Friday, April 24, 2009

I made a chart of my weight

I did something today I've been wanting to do for some time now...I created a graph of my weight. My mom mentioned that she did this and even showed us during one of our Chubby Club meetings. I thought it was an excellent idea to track weight and was surprised I'd never thought of it. That is how my recording began, back in July of 1995.

I have 14 years of data, the first two years it was every week and then it got sporadic. The neat thing about the graph is I can see exactly where I've gained weight and how much. I was thinnest and happiest when I was focusing on me and taking time out for just me.

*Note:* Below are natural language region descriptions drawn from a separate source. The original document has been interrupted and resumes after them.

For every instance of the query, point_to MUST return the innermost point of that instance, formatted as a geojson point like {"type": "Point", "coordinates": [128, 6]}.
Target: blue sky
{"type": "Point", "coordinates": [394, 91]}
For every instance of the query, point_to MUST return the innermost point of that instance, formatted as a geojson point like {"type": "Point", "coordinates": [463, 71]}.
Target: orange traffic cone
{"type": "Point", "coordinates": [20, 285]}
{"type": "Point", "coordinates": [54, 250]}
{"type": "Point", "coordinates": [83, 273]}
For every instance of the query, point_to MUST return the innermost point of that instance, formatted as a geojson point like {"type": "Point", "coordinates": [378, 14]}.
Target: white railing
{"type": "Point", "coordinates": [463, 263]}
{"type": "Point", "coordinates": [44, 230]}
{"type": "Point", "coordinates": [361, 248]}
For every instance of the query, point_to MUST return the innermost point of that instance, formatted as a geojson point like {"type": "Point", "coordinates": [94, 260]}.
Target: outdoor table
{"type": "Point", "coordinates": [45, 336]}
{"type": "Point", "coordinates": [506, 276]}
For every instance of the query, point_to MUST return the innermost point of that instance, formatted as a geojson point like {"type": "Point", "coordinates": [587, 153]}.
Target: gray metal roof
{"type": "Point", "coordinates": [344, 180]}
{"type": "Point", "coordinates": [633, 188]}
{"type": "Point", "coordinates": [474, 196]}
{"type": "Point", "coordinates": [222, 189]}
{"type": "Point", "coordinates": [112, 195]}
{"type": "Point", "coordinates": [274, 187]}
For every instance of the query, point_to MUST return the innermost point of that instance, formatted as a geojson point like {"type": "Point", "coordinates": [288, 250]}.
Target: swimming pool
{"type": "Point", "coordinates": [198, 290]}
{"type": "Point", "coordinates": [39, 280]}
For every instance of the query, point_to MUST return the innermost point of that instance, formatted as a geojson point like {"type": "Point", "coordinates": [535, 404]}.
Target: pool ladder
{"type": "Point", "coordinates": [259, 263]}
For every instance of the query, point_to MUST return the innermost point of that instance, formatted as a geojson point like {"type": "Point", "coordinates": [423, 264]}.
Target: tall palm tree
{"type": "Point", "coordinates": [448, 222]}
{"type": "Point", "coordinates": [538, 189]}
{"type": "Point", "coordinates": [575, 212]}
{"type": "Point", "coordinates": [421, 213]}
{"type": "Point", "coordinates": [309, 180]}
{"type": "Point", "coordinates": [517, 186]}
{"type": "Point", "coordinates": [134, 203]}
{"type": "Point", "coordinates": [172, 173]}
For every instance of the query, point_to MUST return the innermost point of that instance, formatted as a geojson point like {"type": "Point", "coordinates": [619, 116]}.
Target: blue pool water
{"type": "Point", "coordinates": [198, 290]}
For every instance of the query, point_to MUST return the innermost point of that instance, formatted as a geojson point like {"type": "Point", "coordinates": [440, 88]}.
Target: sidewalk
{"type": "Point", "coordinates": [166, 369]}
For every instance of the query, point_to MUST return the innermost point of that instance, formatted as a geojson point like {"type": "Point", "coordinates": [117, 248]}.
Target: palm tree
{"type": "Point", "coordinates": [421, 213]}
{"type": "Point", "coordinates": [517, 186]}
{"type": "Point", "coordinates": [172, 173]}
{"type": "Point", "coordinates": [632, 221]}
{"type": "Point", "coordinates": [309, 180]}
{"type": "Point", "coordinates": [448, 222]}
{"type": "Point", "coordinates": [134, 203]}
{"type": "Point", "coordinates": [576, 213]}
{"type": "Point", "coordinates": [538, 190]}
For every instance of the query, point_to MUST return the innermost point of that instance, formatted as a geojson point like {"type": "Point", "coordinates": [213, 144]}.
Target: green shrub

When I included another person - friend, husband, boyfriend or child - I would eat and gain weight. Somehow I think I need to find a balance for including people in my life without feeling like I'm giving myself up. I don't even know where to begin doing that.

The two times in the last fourteen years that I've been thinnest is when I was walking and practicing yoga every day and the other was after my ex left but before my boyfriend moved in. I would walk alone, at dawn, and loved it. I gave it up when my ex left because my new job started at 4am. No more walking before the world woke up. I want to put that back into my life at some point. I keep saying that, but have done nothing to reintegrate it. Same with yoga. There was a local yoga show on every weekday and I loved it! I would tape it every day and follow it, so I got about a half hour of yoga in five days a week. I loved that so much! Then the show went off the air and I haven't found a suitable replacement yet. I miss it very much. But apparently not enough to find the time for it daily.

Then when I lived with just me and my boys I was thinner and happy. I loved having all the hours of the day to myself. I didn't eat when I wasn't hungry and I could just be me, without thinking about how others saw me. I don't know if I can explain this really well, but when I was the only adult in the house I no longer felt the need to alter my mood for anyone, think about how anyone feels or explain to anyone what was going on inside my head. I could do the things I wanted, like making a weight graph, without fear of ridicule. Not that I would be ridiculed, I just want to keep it private. I like having a whole private world that no one knows about. I like that I could do as I pleased. Why can't I while in a relationship/friendship? I have no idea.